一斉テストの課題図書

今日の課題図書確認テストは近代日本文学の巨人谷崎潤一郎と

世界文学の旗手カズオ・イシグロでした。ちゃんとできましたか?

さて、今度は一斉テストで出題される課題図書2冊の紹介です。

まずは津村記久子の『エヴリシング・フロウズ』です。


津村記久子は非正規で働くいわゆる「弱者」の女性たちに

はじめて「声」を与えた小説家と言われています。

この『エヴリシング・フロウズ』は中学生のヒロシが主人公ですが、

中学生もまたこの世界の中ではとても弱い存在です。

でも津村はたとえどんなに弱くても何かができる、そういう人たちを描いています。

実は私(鈴木)、津村記久子のトークショーに行ったことがあるのです。

そのとき、質問用紙の端に


こんな絵を何とはなしに描いておいたら、このぶたさんかわいい!と言ってくれました。

津村さん、いい人!


さて、続いて2冊目はNHKのディレクター佐々木健一によるルポルタージュ

『雪(そそ)ぐ人 「冤罪(えんざい)弁護士」今村核の挑戦』です。


日本の裁判における有罪率は99.9%。
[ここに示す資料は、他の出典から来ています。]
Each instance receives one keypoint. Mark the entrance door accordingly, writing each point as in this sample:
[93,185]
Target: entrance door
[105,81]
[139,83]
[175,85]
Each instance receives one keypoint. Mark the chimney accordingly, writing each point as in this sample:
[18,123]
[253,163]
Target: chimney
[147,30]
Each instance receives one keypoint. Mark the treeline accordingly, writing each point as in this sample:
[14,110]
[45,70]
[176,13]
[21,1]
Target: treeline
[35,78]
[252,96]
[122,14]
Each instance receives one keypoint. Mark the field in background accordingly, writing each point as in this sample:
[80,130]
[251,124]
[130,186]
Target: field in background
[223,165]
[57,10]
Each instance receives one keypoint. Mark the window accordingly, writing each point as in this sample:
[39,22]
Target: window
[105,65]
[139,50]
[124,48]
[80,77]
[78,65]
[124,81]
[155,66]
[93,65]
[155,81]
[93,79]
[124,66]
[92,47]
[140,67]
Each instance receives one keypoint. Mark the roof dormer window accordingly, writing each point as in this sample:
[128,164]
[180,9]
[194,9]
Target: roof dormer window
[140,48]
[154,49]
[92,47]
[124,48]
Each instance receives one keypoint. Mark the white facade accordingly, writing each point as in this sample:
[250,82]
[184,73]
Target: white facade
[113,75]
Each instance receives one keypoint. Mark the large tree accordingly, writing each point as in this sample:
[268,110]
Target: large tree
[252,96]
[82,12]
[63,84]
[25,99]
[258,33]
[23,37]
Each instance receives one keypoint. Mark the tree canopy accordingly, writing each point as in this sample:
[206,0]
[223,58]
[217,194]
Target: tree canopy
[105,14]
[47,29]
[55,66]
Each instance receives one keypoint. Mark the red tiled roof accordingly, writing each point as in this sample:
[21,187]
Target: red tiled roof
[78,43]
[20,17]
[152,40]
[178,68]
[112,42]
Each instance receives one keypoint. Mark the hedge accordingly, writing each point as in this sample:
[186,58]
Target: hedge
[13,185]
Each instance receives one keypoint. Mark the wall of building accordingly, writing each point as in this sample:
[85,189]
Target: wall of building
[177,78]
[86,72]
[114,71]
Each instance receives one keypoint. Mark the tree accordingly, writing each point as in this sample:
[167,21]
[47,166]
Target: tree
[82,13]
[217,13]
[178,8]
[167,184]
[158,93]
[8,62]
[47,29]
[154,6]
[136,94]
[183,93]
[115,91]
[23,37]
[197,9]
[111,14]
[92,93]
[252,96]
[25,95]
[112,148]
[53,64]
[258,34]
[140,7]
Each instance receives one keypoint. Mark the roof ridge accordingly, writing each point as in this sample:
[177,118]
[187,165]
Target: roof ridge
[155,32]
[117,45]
無罪判決が出るのは1000件に1件。

しかし有罪となった999件の中に、もし冤罪があったとしたら…。

日本の裁判史上には有名な冤罪事件がいくつかありますが、

弁護士今村核が扱うのは、人々の記憶に残らないような小さな事件ばかり。

ですが罪を着せられた人にとっては一生の問題です。

そんな法的弱者に今村は徹底的に向き合います。

しかし今村は、いわゆる「優しい」人ではありません。

コンプレックスにまみれたとっつきにくい人間です。

著者である佐々木健一は、その今村がなぜ冤罪事件に取り組むのか、

その「業(ごう)」ともいうべきものに迫っていきます。


どちらも「弱者」に触れる物語でありルポルタージュですが、

その雰囲気は全く異なります。

その違いをぜひ味わってください。